The new neighbourhood I work in is just a quiet streetcar and a stroll away from my apartment, but it feels every day as if I’m travelling to a different city — Toronto being, as it’s called, a city of neighbourhoods.
And each neighbourhood is so different that you look at it with fresh eyes, surveying things the way you might a place you’ve never been. I find myself thinking of The Junction in the context not of my own neighbourhood but of other cities I’ve lived in. The main strip reminds me a lot of Inglewood or Kensington in Calgary. Some of the residential streets remind me of Marino or Fairview in Dublin.
I’m struck by how much I see things now through that lens of my own past. And how the past can suddenly seem more present just because of a certain type of building façade, or a certain height and spacing between homes. It’s remarkable to me that I can be in the same city and find myself time and space travelling in this way, with prismatic impressions of past lives surfacing in unexpected ways.
And I love this. New streets: they hold a certain sort of magic all of their own, don’t they?
In this way and in others, I’ve been thinking about how comfortable we become with a certain kind of confined life. How it surprises us to learn there are alternatives, there’s a wider world, there’s stuff we might want beyond the boundaries we set ourselves. I’ve been thinking too about how we think we know ourselves but we only know ourselves within the world as we’ve defined it, within the boundaries of a certain paradigm.
But self-knowing within a paradigm is not the same as self-knowledge in a real way. It’s just a version of yourself, and it keeps things confined and narrowly decipherable. We strain for this because it gives us a sense of stability, of security and confidence. We delude ourselves into thinking we know things about ourselves. But rip that paradigm away and suddenly many of those things no longer apply.

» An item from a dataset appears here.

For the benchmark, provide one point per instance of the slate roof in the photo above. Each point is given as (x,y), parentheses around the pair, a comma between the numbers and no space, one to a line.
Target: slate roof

And perhaps this is why one change can cascade so quickly. The divorce leads to a career change which leads to moving cities. The weightloss leads to a revolution of style and identity and lifestyle. We don't start out intending to change so much. In fact, we cling tightly to our current idea of self.
But when you start to see small cracks in the paradigm you occupy, suddenly everything is up for grabs. And then you can start to startle yourself in extraordinary ways. Whole transformations can happen.
I am always terrified of this process and yet I find myself most interesting when I'm in it. And even if it’s just the small change of a new job and a new work neighbourhood, I feel it ripples through my life: Everything comes into focus a little differently. And it’s intriguing to feel myself out in all of that.